Iraq is because of oil
We don’t need Iraqi oil, we were getting most of our oil from other places, we have larger national reserves than any other developed country and we have alternatives that we could develop if necessary within a decade or so. (Natural Gas, hydrogen, and so on). The main reason we don’t is the economics; oil is cheap and abundant. When that changes, society will adapt. But for now, oil fuels the world economy.
Europe is far more dependent on Iraqi oil. And the world economy is balanced on things like stability of oil markets. Having a murderous tyrant, who invades his neighbors, gasses his own people, sponsors terror, and destabilizes the region, squatting on the oil reserves and trying to develop nukes and biologicals does a lot to harm the world’s stability and thus the U.S.’s security and stability. Giving him weapons, and ignoring what he does with them, may buy the peace in the short term, but at a really high cost. We learned the costs with Pol Pot, Hitler, and others; the Europeans seem to enjoy repeating their same mistakes -- over, and over again.
Iraq was about our Presidents sincere belief that if we plant the seeds of Democracy in the middle-east, that it will spread, force reforms on other countries, teach the terrorists and nations that harbor them that they are not “safe” to commit any acts. Thus success means violence (terrorism) would cool down, and the region will be- come more stable; long term. We could argue that ego and finishing his dad’s work had something to do with it as well, and I’m sure that mattered a little, along with a few dozen other reasons all far more valid than “this was just about oil”.
What about the places we didn't free because they didn't have oil?
Some say, “if it wasn’t about oil, then why not go into Iran, Rwanda, Syria, China, North Korea”, and so on.
- Iran has oil, so if we went in there, we would be accused of that about being about oil there too; when the truth would be it would be about a dozen things ranging from the Shah, em- bassy prisoners, nuclear weapons, totalitarianism, ego, stability, and yes, oil is definitely a factor -- just not the only one or even primary one. If it was, then why didn’t we go in there back in the 80’s?

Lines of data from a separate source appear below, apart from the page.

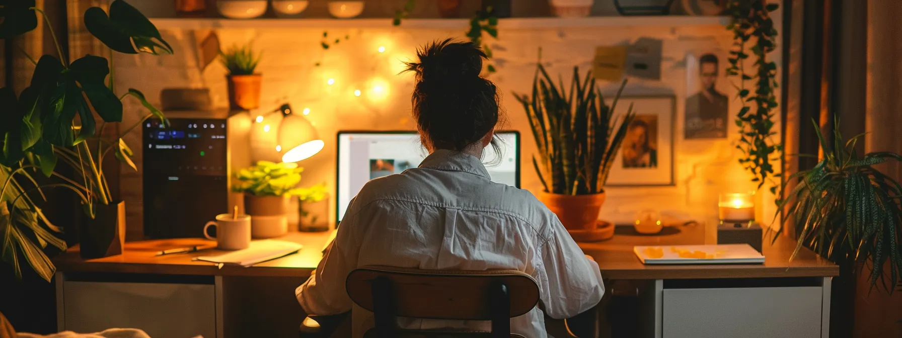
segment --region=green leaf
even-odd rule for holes
[[[51,177],[57,164],[57,155],[53,152],[53,145],[41,140],[30,151],[36,156],[36,164],[41,167],[41,172],[45,177]]]
[[[110,4],[109,16],[99,7],[88,8],[85,11],[85,27],[106,47],[121,53],[172,54],[172,48],[153,23],[123,0]]]
[[[0,39],[10,39],[38,27],[34,0],[0,0]]]
[[[161,123],[163,123],[164,125],[169,124],[169,121],[166,120],[166,116],[163,116],[163,112],[161,112],[160,109],[157,109],[155,106],[153,106],[153,105],[151,105],[150,102],[147,102],[147,99],[144,98],[144,94],[142,93],[140,90],[135,88],[128,88],[127,94],[134,96],[139,101],[141,101],[141,105],[143,105],[145,108],[147,108],[147,110],[151,111],[151,114],[152,114],[153,116],[156,116],[158,119],[160,119]]]
[[[119,139],[119,144],[116,146],[115,151],[115,158],[119,159],[120,161],[127,164],[129,167],[132,167],[133,169],[137,171],[138,167],[136,167],[134,162],[132,161],[132,155],[133,155],[132,149],[128,148],[128,144],[125,144],[125,141]]]
[[[81,89],[85,91],[85,95],[87,96],[94,110],[104,121],[122,122],[122,102],[104,83],[104,79],[110,72],[106,58],[87,55],[72,61],[69,70],[72,78],[81,85]],[[86,117],[90,117],[93,120],[90,111],[79,111],[79,113],[82,123],[84,123]],[[82,133],[85,132],[83,131]],[[93,134],[94,132],[91,131],[88,136]]]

- Ask Clinton why he didn’t go into Rwanda, that was under his watch. In fact ask the whole U.N., since they looked the other way. But we did go to Bosnia and other places that didn’t have oil. So we have tried to stop genocide or fight for democracy (Korea, Vietnam, Panama). The world just seems to place value on Europeans higher than Asians, which are higher than Midddle-easterners, which are higher than Africans or other aboriginal people’s. I don’t think that’s completely right, but part of it is about their influence on the world economy as well as racism.
- Syria is so far a small player, and we’re starting to work on them.
- China or Saudi Arabia; they aren’t exactly democratic utopias, but both have been getting better. We have patience and do what we can; and attacking our only allies in the region (Saudi Arabia) because they aren’t moving fast enough, is a dumb move. We can’t do much about China but pressure them, and we try to work with the giant. So we fix what we can, when we can. That’s diplomacy.
- North Korea is isolated and we had a war with them already (remember?). We’re trying to pressure them through their sponsors and neighbors -- in another 10 or 20 years, the amount of time we gave Iraq, we might go in there as well; but for now we pick our battles.
The facts are that we’ve gone into dozens of countries that didn’t have oil to help and so on. We ignored other countries. We can only do a couple things at a time. Syria and Iran are big problems; but we picked the biggest problem first, the one with the longest and worst history. Iraq is an example to the rest; a strong hint. Give it a few years and see if they take it. We’ll exhaust other opportunities before going after them, but just having our army on their borders has mellowed both countries a bit. (They upped the rhetoric, but are negotiating in better faith knowing there may be consequences).
If it was just about oil, there would have been far better targets. We didn’t have to spend so much on nation building -- we could build big bases around the oil fields and rape the Iraqi people like the Europeans were doing with Saddam. Oil just means that we had to take the threat to the region more seriously. Oil means that Iraq had a lot more money to rebuild infrastructure and gives us a chance to rebuild them for a fraction of the cost. Oil means that long term they could eventually sus- tain themselves and defend themselves; that is harder to do for Rwanda, Somalia and countries like that. So the war isn’t just about oil, but oil and their economy is certainly a factor. Oil meant more to France, Germany, Russia, China and the U.N. who stole oil from the Iraq people, and got mad that we staunched the flow of their corruption. Money in illegal arms flow meant more to those countries as well. We were fighting about long term stability and injustice, trying to change the long term security situation. Oil just increases our chances for success.